Building the $LCP$ array in lexicographical order would take $\mathcal{O}(n^2)$ time, as we would need to explicitly compare each suffix with the next one in the suffix array. However, it is possible to build the $LCP$ array in $\mathcal{O}(n)$ time by constructing it in ${\color{peru}\text{text order}}$, i.e. in the order of the suffixes as they appear in the original text. This allows us to use the fact that the length of the next longest common prefix is at least 1 less than the previous length as we move to the next suffix in the text, since the next suffix in the original text is a suffix of the previous suffix (as at each step, while moving through the text, the first character is removed from the previous suffix). In other words, if a suffix at index $i$ in the text shares a common prefix of length $l$ with its lexicographically predecessor in the text, then the next suffix in the text must share a common prefix of length at least $l-1$ with its lexicographically predecessor in the text.
Thus, we can avoid comparing each suffix explicitly with the next one by traversing the suffix array in text order, and keep computing the LCP length for the next suffix by taking the LCP length of the previous suffix, decrementing it by 1, and then trying to extend it by comparing the next characters in the text until we find a mismatch. This way, we can build the $LCP$ array in $\mathcal{O}(n)$ time.

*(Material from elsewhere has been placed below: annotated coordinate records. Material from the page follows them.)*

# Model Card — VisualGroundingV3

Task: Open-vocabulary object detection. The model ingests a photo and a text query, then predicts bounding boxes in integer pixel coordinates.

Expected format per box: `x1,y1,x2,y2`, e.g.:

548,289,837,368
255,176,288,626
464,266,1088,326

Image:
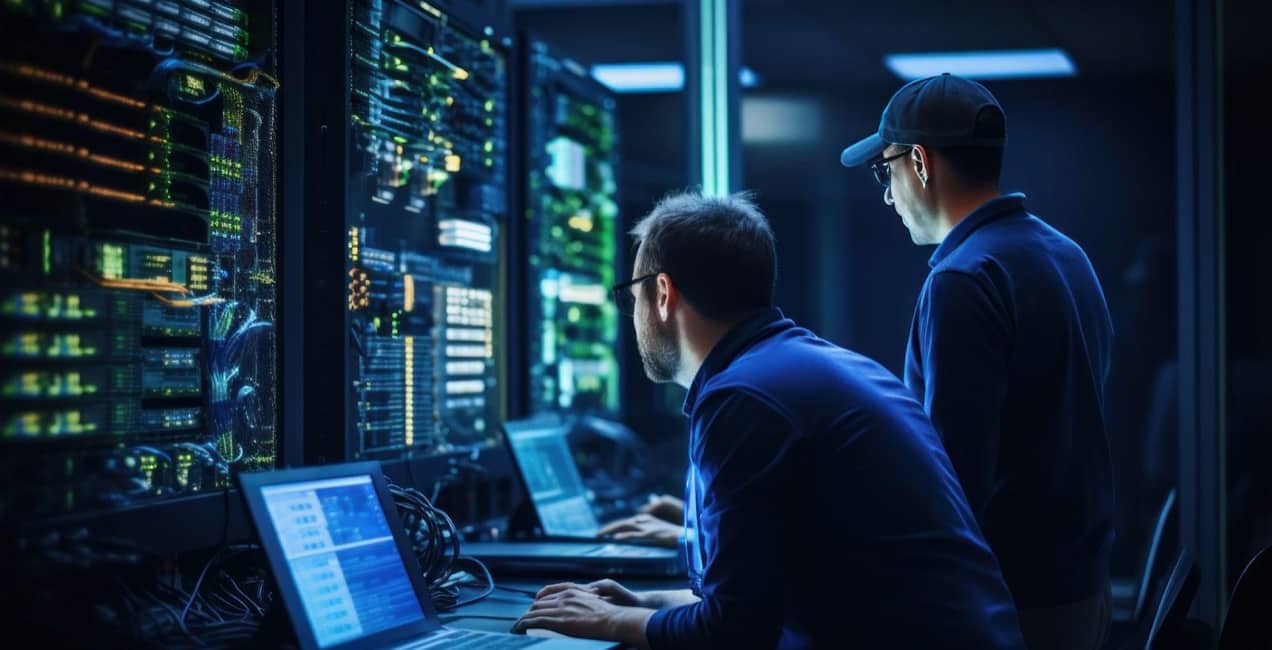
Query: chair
1219,547,1272,650
1117,548,1201,650
1113,487,1178,626
1144,548,1201,650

$\Large{\color{darkseagreen}\text{Implementation}}$

The implementation reads a text from standard input and computes the suffix array and LCP array for it. It then reads a pattern from standard input and finds all occurrences of the pattern in the text. It also finds the longest repeated substring, the number of unique substrings, and the longest palindromic substring in the text.

Implementation: Suffix array


$\Large{\color{darkseagreen}\text{Playlist}}$

Suffix arrays

Footnotes

  1. The book mentions O(mlogn + km) time, but as shown in the implementation, this can be easily reduced to O(mlogn) time by using the precomputed LCP array to find the first and last occurrences of P in T.

  2. This is because the suffixes in the first half of the concatenated text are the same as the suffixes in the second half, but in reverse order. Thus, we should find the same starting character at SA[i] in the first half, at SA[i-1] + LCP[i] in the second half, so that the equality for the indices, SA[i] = 2n - SA[i-1] - LCP[i], should hold if the suffixes point to the same substring in the original text.